À la lumière des études les plus récentes, plusieurs explications se détachent :

  • Pendant la phase préparatoire, selon le European M&A Institute, la réflexion reste souvent confinée à un petit cercle de dirigeants et d’intermédiaires financiers. Ce huis clos laisse les aspects humains et organisationnels dans l’ombre, ce qui sape les chances d’intégration.
  • Loin de n’être qu’une jonction de bilans, la fusion-acquisition oblige à composer avec les chocs entre cultures d’entreprise, la cohésion des équipes et le dialogue entre systèmes informatiques, tous terrains propices aux dérapages.

Le Mises Institute rappelle le lien étroit entre grandes vagues de fusions-acquisitions et conjoncture économique. À chaque tour de vis des taux d’intérêt, financer l’opération devient plus ardu, ce qui pousse à la retenue. Les actionnaires, qu’ils s’appellent retraités californiens ou veuves écossaises, veulent du résultat, et vite. Rares sont ceux qui acceptent la patience que réclame une réorganisation profonde.

Derrière chaque échec, on retrouve souvent les mêmes ingrédients : synergies surévaluées, tensions internes minimisées, obstacles techniques écartés avec légèreté. Une opération mal calibrée peut anéantir des milliards en un battement de cils.

Des obstacles invisibles : culture d’entreprise, stratégie et gouvernance

Un rapprochement réussi ne se limite jamais à des chiffres bruts ou à une structure juridique bien ficelée. Si le financier mène le bal, la culture d’entreprise impose vite sa loi. Deux sociétés, même concurrentes directes, n’entretiennent pas forcément les mêmes réflexes, ni la même manière de voir l’avenir ou de tisser leurs relations internes. Le duo Daimler-Chrysler, formation star propulsée par la promesse de synergies, a finalement payé le prix d’une greffe impossible entre deux mondes.

Les règles du jeu, si tatillonnes soient-elles, n’endiguent pas tous les périls. Impliquer très tôt les représentants du personnel ou les syndicats, comme le recommandent certains observateurs, réduit mécaniquement les risques de tensions et de fuite des talents. Prendre ce raccourci, c’est courir après le vent, et risquer la désaffection en interne.

L’analyse de Ronald Coase, déjà en 1937, éclaire la fragilité des grandes structures. À mesure que l’organisation gonfle, l’efficacité administrative diminue, et la gouvernance doit arbitrer entre des intérêts différemment exprimés. Sur ce terrain mouvant, la pression des marchés, réelle ou fantasmée, dicte souvent la marche à suivre.
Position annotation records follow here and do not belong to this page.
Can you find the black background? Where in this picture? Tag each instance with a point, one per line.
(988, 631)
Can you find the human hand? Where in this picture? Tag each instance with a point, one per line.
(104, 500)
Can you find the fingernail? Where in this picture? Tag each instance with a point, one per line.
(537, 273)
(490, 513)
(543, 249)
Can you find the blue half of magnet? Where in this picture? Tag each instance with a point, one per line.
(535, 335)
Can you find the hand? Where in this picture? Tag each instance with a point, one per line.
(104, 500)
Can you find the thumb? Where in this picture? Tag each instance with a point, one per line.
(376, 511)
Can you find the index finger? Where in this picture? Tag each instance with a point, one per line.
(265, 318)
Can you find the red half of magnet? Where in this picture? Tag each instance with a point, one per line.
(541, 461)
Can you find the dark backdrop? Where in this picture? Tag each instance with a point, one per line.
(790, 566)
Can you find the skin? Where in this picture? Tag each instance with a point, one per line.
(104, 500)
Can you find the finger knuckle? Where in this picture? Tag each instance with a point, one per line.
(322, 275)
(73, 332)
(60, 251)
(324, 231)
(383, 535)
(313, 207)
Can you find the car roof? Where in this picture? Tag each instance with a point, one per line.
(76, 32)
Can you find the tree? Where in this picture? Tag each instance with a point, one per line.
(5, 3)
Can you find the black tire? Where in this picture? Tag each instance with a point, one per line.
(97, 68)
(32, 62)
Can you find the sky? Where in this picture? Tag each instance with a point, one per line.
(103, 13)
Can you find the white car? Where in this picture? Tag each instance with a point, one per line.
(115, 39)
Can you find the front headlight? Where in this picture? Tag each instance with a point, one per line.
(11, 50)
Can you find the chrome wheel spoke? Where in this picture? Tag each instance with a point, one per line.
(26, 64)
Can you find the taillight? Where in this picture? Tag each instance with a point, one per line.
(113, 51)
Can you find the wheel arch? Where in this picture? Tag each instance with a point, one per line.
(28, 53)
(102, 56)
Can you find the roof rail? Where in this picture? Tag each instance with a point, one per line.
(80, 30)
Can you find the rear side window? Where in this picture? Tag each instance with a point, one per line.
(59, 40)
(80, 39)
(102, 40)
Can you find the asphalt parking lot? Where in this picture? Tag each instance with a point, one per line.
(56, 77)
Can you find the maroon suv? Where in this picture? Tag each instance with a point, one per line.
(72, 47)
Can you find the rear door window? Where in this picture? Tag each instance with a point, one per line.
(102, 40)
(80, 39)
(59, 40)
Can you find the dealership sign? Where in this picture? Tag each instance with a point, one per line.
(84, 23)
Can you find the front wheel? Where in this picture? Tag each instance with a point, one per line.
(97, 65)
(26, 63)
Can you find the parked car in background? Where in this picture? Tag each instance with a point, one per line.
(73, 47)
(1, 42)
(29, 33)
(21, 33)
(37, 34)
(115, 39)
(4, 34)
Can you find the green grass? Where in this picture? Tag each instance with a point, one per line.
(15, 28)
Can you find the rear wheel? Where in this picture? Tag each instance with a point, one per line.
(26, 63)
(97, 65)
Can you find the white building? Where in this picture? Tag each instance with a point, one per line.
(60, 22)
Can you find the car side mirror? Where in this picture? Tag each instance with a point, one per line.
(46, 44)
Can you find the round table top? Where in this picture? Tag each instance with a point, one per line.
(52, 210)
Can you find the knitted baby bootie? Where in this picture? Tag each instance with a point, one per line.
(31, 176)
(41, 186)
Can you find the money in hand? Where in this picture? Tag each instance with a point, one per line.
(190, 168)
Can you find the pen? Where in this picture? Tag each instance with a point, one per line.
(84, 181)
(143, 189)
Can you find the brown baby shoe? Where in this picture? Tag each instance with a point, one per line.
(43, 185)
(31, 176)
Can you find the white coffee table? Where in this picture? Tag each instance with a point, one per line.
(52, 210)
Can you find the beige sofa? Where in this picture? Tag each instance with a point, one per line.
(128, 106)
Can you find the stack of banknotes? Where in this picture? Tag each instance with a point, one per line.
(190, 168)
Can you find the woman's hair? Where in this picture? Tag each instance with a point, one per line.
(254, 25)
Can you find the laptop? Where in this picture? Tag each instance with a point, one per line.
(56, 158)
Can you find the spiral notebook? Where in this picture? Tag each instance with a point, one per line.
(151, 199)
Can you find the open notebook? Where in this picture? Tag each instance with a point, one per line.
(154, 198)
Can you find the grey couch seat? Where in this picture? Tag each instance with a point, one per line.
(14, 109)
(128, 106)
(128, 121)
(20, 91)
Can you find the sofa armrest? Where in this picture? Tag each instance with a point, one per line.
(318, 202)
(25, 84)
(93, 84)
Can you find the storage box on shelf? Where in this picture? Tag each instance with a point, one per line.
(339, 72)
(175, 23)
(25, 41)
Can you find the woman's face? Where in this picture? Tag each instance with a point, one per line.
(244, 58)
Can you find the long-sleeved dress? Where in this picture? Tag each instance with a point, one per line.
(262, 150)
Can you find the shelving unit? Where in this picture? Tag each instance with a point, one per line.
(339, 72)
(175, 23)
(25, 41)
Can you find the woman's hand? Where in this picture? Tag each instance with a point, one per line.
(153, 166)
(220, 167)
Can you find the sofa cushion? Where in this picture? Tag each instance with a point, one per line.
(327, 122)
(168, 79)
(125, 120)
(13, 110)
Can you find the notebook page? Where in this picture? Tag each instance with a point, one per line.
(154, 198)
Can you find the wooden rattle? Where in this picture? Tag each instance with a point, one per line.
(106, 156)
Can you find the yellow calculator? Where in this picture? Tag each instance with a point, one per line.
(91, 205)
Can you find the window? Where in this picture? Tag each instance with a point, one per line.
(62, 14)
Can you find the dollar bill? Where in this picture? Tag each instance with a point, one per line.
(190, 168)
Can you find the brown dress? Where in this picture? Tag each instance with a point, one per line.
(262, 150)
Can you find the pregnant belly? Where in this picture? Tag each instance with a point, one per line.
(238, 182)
L’ajout du contexte géopolitique et des incertitudes post-Covid n’arrange rien : marchés volatils, investisseurs plus prudents, réglementations accrues. Tout concourt à ralentir les ardeurs plus sûrement qu’une légère montée des taux ou un dossier de financement compliqué.

Quand la synergie promise ne se concrétise pas : analyse des causes profondes

Les promesses de synergies, assénées lors des communiqués, résistent rarement au terrain. Les rapports parlent d’un taux d’échec entre 60 % et 90 %. Les exemples ne manquent pas. En 2011, Hewlett-Packard annonce l’acquisition d’Autonomy pour près de 12 milliards. Deux exercices plus tard, un impair magistral : près de neuf milliards de pertes, des systèmes incompatibles et les cadres qui désertent.

Le cas AOL-Time Warner, en 2000, fait figure d’avertissement massif. Les équipes y croyaient : synergies, croisement d’audiences, promesses de relais de croissance. Bilan : des objectifs divergents, une cohabitation impossible, et au final une dépréciation de près de cent milliards. Idem pour Daimler-Benz/Chrysler, sabordée par l’incapacité à rapprocher deux ADN industriels.

La liste est longue : prix de rachat surévalué, sous-estimation des risques, gestion maladroite de la dette, défaut de gouvernance. L’augmentation brutale des taux d’intérêt décidée par les banques centrales corse encore la difficulté, en renchérissant le coût du capital et en bridant les marges de manœuvre financières. Warren Buffett avait prévenu : trop souvent, l’entreprise absorbée est déjà affaiblie. Quant aux synergies annoncées à grands coups de formules, elles ne survivent pas au choc de l’opérationnel.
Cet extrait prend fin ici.